Histological examination is considered to be the gold standard for direct diagnosis of Hp in gastric mucosa. Scientists believe that the sensitivity and specificity of histological diagnosis of Helicobacter pylori are higher than UBT and RUT. In addition to directly observing rod-shaped and spherical bacteria, this detection method can also provide basic data on different types of gastritis, atrophy, dysplasia, metaplasia, and malignant tumors. At present, the more commonly used methods for detecting Hp include: Giemsa staining, H&E staining, W-S staining and immunohistochemical staining. In addition to directly observing the bacteria outside the body, H&E staining also helps to assess the severity of inflammation. However, the bacteria and the background in H&E staining are blue-purple, which is difficult to distinguish with the naked eye, and false negative results may be caused by the lack of experience of the observer. W-S staining is brown-black with silver stained particles attached to the bacteria, and the background is brown, which is easier to distinguish and has high sensitivity. However, too many silver-stained particles are often mixed with the bacteria, resulting in false positive results. The immunohistochemical staining of the bacterial body is brown, the background is blue, and the contrast is clear and easy to observe. But the disadvantage is that the reagents are expensive and the staining time is long. A sensitive detection study for the three detection methods found that the sensitivity and specificity of the three methods were H&E (94%, 97%), WS staining (97%, 98%), and immunohistochemistry (100%, 100%). Immunohistochemical staining has the highest sensitivity, specificity, and accuracy, and has low requirements for doctors to read the film. It is worthy of promotion in primary hospitals. The limitation of histological examination lies in the dependence on the sampler and the observer, and there are certain experience and ability requirements for staining techniques and identification of pathogens. In addition, the sensitivity of histology is often affected by the location, quantity and size of the biopsy tissue. The deformation of Hp caused by various factors reduces the recognition of conventional staining methods and causes false negative results.

Bacterial Culture Test

It is a challenging task to successfully isolate, extract and culture Hp from gastric biopsy specimens. Although Hp culture has extremely high specificity.

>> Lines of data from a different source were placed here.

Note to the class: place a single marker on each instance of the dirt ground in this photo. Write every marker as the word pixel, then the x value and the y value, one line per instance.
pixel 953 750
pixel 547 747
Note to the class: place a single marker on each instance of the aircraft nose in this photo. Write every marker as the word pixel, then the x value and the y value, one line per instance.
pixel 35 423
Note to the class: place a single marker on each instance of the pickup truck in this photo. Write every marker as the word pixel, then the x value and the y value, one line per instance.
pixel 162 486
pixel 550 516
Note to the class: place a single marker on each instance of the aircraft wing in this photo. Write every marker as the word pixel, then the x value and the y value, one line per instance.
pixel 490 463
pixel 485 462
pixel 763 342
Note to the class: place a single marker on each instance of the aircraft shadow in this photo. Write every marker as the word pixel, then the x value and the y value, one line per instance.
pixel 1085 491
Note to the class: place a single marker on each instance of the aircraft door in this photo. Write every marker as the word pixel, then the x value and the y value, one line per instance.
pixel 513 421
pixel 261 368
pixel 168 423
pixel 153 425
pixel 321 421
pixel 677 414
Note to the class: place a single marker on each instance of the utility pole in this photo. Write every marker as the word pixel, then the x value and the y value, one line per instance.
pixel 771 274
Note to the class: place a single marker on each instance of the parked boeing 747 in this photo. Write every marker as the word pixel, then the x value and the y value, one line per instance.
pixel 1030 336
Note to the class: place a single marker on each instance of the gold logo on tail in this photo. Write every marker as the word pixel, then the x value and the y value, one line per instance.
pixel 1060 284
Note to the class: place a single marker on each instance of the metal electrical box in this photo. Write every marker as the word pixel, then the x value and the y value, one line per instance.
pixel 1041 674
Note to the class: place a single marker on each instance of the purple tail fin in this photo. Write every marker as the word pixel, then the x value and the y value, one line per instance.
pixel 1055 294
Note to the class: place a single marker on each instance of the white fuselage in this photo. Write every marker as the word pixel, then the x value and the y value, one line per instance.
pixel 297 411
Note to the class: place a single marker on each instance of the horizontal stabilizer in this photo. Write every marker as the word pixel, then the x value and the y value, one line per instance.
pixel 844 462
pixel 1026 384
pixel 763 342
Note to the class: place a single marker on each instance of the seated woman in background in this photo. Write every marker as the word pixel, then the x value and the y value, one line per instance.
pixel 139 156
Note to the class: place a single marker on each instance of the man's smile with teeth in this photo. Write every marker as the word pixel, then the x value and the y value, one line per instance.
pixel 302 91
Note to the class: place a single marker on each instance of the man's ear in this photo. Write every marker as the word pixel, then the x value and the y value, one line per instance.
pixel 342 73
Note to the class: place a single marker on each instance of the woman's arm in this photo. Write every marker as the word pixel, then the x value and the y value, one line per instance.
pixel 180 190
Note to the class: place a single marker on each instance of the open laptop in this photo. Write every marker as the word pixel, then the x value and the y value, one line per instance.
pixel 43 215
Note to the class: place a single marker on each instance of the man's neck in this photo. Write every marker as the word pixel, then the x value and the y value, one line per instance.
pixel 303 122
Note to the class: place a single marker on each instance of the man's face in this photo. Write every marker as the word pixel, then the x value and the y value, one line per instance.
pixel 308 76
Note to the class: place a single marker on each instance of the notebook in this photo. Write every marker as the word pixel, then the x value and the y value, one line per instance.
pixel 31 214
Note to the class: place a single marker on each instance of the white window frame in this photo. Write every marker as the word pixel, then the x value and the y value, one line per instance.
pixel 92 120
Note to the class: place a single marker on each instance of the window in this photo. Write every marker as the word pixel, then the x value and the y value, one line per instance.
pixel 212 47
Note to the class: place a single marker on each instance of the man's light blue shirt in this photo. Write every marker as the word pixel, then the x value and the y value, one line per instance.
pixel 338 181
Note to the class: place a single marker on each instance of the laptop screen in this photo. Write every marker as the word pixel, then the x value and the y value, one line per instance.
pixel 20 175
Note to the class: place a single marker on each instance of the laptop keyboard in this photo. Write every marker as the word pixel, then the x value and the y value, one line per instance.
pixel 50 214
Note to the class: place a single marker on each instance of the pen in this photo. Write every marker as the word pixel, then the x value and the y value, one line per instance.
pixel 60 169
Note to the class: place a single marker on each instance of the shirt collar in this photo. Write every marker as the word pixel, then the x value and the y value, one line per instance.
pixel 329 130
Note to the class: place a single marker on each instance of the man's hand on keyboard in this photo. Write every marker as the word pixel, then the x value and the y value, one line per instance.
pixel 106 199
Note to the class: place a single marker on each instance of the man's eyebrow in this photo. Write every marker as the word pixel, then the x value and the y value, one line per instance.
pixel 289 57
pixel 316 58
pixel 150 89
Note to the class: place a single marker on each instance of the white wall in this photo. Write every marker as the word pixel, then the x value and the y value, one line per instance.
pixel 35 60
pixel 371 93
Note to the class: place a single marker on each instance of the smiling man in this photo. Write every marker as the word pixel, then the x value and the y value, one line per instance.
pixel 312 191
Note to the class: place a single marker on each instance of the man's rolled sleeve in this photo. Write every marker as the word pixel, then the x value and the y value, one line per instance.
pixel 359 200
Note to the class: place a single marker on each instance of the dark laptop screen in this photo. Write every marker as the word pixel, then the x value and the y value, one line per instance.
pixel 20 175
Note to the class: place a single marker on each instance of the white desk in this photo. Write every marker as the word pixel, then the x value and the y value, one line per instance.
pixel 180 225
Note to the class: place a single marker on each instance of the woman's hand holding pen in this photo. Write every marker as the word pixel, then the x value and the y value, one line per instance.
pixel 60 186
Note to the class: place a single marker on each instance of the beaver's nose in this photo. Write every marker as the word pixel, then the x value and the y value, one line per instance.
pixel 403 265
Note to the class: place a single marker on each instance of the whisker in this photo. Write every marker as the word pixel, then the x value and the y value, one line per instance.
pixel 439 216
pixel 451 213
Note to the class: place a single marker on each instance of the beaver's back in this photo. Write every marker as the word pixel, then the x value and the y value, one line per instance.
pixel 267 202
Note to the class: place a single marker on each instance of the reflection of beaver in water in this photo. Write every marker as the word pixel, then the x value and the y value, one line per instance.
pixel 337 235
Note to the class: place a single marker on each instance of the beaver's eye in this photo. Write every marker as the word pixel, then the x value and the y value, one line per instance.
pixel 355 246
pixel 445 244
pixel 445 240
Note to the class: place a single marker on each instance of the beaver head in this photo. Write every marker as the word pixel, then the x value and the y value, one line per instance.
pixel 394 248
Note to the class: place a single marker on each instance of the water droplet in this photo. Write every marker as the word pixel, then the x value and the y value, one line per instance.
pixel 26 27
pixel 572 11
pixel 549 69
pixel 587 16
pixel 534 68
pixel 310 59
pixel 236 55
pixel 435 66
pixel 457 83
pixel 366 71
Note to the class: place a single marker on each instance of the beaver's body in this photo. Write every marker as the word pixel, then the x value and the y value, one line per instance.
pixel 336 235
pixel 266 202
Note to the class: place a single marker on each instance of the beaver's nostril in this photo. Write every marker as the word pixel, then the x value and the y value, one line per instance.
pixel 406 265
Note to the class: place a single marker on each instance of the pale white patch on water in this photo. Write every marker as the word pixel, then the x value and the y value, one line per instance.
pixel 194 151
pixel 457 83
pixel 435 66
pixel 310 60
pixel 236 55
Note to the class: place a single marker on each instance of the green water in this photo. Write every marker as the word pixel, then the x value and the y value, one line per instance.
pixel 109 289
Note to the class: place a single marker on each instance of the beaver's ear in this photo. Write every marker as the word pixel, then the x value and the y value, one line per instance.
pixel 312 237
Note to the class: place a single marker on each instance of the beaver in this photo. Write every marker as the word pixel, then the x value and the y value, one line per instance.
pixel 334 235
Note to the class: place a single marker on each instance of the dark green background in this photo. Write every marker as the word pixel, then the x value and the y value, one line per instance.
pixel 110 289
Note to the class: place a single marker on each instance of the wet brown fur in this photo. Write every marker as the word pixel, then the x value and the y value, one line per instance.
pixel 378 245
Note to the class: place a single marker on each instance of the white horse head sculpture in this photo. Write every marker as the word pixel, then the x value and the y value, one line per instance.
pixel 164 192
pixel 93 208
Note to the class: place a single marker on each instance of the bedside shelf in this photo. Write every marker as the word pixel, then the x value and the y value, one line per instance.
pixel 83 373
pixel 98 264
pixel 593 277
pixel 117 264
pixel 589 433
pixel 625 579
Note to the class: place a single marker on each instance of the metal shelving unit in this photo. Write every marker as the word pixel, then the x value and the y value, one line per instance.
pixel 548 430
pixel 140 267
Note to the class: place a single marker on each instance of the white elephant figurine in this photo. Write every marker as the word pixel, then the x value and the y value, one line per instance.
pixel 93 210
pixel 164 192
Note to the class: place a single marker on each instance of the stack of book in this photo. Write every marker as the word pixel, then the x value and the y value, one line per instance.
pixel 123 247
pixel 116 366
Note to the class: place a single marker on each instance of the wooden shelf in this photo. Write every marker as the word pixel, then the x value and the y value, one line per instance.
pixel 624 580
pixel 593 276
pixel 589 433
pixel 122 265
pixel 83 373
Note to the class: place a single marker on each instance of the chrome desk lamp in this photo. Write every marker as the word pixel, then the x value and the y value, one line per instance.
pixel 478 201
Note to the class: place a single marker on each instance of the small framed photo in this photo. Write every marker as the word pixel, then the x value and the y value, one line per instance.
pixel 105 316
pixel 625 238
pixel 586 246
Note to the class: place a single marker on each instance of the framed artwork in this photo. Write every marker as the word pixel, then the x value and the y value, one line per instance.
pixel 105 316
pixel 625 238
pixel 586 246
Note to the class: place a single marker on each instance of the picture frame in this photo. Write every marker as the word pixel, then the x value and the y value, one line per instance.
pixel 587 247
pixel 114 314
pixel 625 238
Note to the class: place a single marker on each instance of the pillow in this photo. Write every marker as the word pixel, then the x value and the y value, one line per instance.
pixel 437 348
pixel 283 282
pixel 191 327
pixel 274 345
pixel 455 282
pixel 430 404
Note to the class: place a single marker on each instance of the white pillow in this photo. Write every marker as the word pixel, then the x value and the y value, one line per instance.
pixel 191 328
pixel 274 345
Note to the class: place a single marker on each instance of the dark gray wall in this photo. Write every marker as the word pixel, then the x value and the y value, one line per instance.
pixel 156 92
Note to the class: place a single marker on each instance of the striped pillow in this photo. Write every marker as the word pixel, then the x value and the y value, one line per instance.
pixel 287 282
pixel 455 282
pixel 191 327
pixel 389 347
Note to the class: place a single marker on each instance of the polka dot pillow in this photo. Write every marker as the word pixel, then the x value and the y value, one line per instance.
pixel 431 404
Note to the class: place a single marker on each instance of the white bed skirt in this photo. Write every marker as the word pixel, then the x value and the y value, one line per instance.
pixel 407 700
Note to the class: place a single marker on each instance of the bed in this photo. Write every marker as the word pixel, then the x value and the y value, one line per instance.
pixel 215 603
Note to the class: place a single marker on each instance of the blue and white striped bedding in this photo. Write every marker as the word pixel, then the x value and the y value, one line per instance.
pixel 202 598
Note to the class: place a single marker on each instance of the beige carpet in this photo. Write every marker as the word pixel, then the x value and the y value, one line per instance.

However, due to strict culture conditions, Hp culture is less sensitive and the culture time is longer. Hp culture is affected by many factors, such as the quality of clinical specimens, the time interval between sampling and culture, and unsuitable transportation conditions (temperature, air exposure time, etc.). The sensitivity of cultured Hp from gastric biopsy specimens is above 90% and the specificity is 100% under optimal conditions. However, some researchers believe that even experienced experimenters can only cultivate the bacteria from 50% to 70% of the infected tissue. A large number of studies have shown that it is very difficult to cultivate Hp from feces, saliva and vomit because of the presence of symbiotic bacteria composed of other microorganisms that hinder the growth of Hp. Therefore, these methods are not recommended for clinical diagnosis.